What is the answer? I wish I knew; i’d be the most in-demand pitching consultant on the planet. When fully 1/3rd of major league pitchers have had Tommy John surgery, and that numbers seems to be rising, maybe the answer is found by looking at the evolving role of pitchers. Velocity is king now: 30 years ago if someone threw 90 it was special; now its mediocre. Relievers especially; think about how power arms in the bullpen are coveted now. Is it possible that the answer to all these arm issues is simply that guys are just trying to throw too hard these days? That’s not much of an answer though. We can talk about youth development, over-throwing as kids, AAU/travel leagues and 10year olds going from playing 18-20 little league games to 45 travel-league games a year. But I’m not sure that’s entirely it; baseball recruits from the Dominican Republic basically did nothing for years except play sand-lot baseball from sun-up to sun-down and that doesn’t seem to affect their longer term injuries….

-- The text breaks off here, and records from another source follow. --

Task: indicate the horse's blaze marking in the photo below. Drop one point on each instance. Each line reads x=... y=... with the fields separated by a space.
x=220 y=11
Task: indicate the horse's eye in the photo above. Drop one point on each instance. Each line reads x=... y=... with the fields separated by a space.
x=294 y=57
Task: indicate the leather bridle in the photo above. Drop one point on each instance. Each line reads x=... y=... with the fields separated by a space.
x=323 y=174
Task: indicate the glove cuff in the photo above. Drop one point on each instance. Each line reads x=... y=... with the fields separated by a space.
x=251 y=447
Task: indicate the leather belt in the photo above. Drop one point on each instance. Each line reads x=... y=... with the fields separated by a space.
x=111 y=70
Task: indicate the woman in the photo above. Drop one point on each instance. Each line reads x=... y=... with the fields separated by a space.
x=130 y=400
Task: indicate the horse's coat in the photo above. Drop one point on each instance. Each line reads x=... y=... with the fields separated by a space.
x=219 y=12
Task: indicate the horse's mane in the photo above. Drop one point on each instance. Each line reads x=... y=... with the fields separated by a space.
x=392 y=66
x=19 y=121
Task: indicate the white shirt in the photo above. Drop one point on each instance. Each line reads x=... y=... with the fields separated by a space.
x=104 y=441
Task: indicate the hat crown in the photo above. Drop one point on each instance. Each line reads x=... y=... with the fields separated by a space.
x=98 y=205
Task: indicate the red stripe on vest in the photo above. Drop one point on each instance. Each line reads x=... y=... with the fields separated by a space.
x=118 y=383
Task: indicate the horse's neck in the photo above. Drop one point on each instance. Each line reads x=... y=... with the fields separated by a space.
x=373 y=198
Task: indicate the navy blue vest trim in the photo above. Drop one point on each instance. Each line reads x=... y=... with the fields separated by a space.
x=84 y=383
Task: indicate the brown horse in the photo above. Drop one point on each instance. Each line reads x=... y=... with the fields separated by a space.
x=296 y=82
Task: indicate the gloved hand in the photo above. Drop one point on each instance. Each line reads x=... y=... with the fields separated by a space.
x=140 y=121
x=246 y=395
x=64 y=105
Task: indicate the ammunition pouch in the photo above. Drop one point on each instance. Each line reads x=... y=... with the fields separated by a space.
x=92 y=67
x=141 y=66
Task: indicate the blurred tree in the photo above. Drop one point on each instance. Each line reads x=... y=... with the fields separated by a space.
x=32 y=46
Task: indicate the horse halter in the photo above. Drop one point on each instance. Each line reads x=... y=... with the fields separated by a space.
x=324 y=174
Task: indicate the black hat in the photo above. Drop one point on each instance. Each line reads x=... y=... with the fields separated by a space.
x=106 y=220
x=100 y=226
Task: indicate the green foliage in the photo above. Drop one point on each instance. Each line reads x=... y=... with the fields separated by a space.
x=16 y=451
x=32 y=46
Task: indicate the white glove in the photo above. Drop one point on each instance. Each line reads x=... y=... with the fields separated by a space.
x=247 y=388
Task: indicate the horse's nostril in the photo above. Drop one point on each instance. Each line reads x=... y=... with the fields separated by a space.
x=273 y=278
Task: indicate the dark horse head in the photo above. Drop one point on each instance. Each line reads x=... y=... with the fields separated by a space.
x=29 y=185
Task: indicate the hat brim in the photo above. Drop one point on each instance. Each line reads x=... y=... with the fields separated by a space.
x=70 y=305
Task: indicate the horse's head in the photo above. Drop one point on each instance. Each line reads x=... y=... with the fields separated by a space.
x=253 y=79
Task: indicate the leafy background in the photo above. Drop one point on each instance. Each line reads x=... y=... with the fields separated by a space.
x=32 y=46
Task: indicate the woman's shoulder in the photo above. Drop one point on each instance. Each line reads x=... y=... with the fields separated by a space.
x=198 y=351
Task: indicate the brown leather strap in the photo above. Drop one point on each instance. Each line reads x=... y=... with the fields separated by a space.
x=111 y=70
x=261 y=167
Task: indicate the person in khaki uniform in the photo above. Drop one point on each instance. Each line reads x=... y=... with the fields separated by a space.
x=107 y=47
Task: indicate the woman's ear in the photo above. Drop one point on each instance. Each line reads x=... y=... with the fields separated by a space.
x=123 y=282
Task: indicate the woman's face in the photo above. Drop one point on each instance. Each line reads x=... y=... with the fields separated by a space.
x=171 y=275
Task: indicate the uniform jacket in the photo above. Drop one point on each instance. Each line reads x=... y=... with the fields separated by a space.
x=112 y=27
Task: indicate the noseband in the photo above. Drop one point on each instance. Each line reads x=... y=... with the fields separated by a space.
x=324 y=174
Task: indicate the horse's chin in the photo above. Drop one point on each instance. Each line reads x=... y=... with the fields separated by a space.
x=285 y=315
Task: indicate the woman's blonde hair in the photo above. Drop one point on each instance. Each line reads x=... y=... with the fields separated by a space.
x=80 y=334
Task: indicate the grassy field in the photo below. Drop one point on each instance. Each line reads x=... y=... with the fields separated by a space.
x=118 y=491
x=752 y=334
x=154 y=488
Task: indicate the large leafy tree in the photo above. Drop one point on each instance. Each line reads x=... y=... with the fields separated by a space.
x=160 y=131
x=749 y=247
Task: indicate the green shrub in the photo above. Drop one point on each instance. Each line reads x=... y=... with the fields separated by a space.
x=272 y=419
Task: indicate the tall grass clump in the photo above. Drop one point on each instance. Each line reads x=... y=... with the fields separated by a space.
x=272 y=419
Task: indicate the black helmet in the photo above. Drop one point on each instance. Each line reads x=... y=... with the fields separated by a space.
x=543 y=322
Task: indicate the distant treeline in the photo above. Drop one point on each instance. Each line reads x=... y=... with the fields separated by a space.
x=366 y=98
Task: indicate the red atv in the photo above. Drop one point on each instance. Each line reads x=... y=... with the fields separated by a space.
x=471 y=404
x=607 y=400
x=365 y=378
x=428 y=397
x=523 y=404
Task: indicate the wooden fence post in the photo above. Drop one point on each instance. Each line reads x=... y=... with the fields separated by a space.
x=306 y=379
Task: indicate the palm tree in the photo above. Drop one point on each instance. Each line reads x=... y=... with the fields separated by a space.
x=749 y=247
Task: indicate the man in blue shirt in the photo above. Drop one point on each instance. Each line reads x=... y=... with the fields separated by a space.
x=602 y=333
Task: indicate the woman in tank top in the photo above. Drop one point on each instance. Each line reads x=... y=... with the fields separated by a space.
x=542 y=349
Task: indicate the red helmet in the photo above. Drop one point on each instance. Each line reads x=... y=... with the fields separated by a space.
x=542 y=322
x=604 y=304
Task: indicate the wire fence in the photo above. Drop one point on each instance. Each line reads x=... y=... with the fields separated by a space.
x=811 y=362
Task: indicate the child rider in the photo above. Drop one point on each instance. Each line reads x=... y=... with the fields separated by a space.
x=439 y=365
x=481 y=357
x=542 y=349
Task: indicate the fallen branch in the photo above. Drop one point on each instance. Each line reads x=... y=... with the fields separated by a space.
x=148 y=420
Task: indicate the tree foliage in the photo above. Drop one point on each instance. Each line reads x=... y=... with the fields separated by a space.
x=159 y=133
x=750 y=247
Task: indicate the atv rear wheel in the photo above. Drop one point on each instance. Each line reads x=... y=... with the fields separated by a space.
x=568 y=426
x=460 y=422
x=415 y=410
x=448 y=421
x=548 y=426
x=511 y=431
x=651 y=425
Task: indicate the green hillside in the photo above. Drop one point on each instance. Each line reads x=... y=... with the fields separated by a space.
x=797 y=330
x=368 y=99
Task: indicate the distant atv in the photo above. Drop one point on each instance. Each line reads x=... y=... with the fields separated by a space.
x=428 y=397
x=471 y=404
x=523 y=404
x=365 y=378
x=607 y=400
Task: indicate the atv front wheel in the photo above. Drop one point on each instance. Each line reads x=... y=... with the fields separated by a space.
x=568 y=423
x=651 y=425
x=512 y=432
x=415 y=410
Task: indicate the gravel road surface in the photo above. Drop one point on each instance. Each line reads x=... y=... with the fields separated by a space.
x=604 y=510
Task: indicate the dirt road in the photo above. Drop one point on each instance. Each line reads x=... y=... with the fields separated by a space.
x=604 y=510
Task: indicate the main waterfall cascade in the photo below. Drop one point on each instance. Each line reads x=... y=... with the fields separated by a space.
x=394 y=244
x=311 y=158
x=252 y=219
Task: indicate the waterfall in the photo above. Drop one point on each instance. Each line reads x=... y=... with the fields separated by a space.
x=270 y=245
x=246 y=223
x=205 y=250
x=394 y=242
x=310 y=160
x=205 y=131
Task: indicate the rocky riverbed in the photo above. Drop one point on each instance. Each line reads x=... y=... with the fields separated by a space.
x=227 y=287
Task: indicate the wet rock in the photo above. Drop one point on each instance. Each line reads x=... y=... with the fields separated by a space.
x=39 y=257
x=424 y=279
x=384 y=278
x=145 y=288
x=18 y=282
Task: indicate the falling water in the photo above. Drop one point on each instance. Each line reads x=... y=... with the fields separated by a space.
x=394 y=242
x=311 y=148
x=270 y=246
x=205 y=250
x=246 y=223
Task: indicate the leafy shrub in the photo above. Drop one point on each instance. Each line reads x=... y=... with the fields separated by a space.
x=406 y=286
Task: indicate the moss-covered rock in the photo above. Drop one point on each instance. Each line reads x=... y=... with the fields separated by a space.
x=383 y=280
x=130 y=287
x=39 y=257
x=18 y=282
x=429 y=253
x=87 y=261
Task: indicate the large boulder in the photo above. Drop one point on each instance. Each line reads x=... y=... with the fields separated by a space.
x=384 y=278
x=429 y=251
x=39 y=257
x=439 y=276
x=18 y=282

Or does it? I wonder if there’s any correlation to the “nature” of a players youth development versus future injury? American system versus Japanese versus a developing latino country like Venezuela/Puerto Rico or the D.R.? Excellent post topic.
Boswell totally punts on the question; maybe since there’s no real answer.
Q: Given what Souza has been doing lately, should we focus less on “age appropriateness” in the minors?
A: No. I think Souza is the exception, not the rule. If you’re in your mid 20s and you’ve yet to succeed beyond high A … that’s pretty indicative of what your ceiling may be. Simple as that. Boswell points out that Roark is 27 and is a classic “late bloomer.”
Q: Does the news that Scherzer and Desmond declined long-term deals portend eventual trouble for the likes of Strasburg and Harper?
A: No; i think those guys were already going to be trouble. What’s the common denominator here? Two words: Scott Boras. Scherzer == Boras client. Strasburg? same. Harper? Same. Desmond isn’t a Boras client but he’s gotta be looking at some of the monster SS deals out there and saying, I’m going to hit the FA market to see what’s out there. Can’t blame him. The 2016 off-season is going to be an interesting one for this team. Boswell mentions the Elvis Andrus contract, as I have many times, as a game-changer for Desmond.